The etiology of FDCS is not clear. Approximately 10 to 20% of FDCS cases are associated with Castleman disease. Wang et al. reported some cases of Castleman disease contained areas of follicular dendritic cell proliferation, so FDCS was hypothesized to arise from such areas [6]. Additionally, Sun et al. stated that a similar feature of Castleman disease and FDCS was the expression of epidermal growth factor receptor (EGFR) [7]. It has also been found that, based on the study completed by Cheuk et al., Epstein-Barr virus was associated with the inflammatory pseudotumor-like variant of FDCS, which can selectively involve spleen and liver, characterized by frequent presence of systemic symptoms and marked female predominance [8]. Also FDCS is associated with complex cytogenetic abnormalities. Cell cycle regulatory gene such as P16 showed alteration [9] and tumor suppressor gene P53 mutation were also found in FDCS [10]. Recently Go et al. [11] found that the BRAF pathway was contributed to the pathogenesis of histiocytic and dendritic cell neoplasms, the BRAFV600E mutation was positive in 18.5% (5 of 27) of FDCS cases.

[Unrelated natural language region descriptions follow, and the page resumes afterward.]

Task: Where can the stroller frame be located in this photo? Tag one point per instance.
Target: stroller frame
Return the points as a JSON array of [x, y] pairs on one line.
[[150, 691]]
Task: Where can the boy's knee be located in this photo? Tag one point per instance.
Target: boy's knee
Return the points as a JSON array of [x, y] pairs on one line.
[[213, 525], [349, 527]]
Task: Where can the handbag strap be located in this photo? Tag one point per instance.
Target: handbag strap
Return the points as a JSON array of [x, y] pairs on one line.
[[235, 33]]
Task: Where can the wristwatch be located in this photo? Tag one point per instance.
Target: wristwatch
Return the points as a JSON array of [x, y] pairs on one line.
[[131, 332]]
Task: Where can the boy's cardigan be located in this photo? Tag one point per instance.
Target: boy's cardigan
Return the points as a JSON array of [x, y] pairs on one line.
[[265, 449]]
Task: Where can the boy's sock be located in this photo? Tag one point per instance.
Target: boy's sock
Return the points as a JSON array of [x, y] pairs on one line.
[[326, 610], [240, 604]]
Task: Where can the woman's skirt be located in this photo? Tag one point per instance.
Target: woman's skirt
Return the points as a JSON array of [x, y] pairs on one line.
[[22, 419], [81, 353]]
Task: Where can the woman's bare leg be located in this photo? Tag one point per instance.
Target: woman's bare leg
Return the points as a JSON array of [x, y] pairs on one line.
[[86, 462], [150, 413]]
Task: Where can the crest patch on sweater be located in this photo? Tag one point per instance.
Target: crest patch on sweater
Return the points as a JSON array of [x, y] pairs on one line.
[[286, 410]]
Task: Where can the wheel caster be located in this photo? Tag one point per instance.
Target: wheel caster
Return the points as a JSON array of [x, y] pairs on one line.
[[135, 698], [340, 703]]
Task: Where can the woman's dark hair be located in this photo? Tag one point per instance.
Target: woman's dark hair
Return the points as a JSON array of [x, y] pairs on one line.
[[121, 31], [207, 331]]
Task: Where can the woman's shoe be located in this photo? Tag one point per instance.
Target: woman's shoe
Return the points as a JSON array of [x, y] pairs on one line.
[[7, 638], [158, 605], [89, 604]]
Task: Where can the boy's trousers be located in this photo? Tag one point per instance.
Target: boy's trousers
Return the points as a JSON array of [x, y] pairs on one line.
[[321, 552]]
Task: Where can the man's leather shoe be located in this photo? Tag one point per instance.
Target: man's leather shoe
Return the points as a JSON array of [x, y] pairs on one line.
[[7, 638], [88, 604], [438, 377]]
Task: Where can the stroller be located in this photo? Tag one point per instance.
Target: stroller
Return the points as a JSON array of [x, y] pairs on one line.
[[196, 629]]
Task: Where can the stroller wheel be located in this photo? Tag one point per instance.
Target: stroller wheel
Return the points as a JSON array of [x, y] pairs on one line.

These cytogenetic abnormalities may share mechanisms of tumor genesis with a subset of other tumor types, such as urothelial carcinoma. P16 and P53 genes were altered more prominently in patients with high-grade tumors than low-grade tumors of urothelial carcinoma, which may play significant roles in the progression of bladder cancer [12]. There were many molecular risk factors, related to poor prognosis of UC, and one of these factors was the expression of EGFR [13]. Also, Boulalas et al. found that the involvement of BRAF mutations in the development of bladder UC was infrequent [14]. In our case, both P16 and P53 protein had shown positive stains in the FDCS and UC. Also, EGFR were over expressed, but no mutation was found about BRAF (V600E). These two tumors may share some same molecular mechanism, but the exact reason needs to be further studied.

In conclusion, follicular dendritic cell sarcoma can occur with urothelial carcinoma at the same time in the bladder, and these two tumors may share a similar molecular mechanism.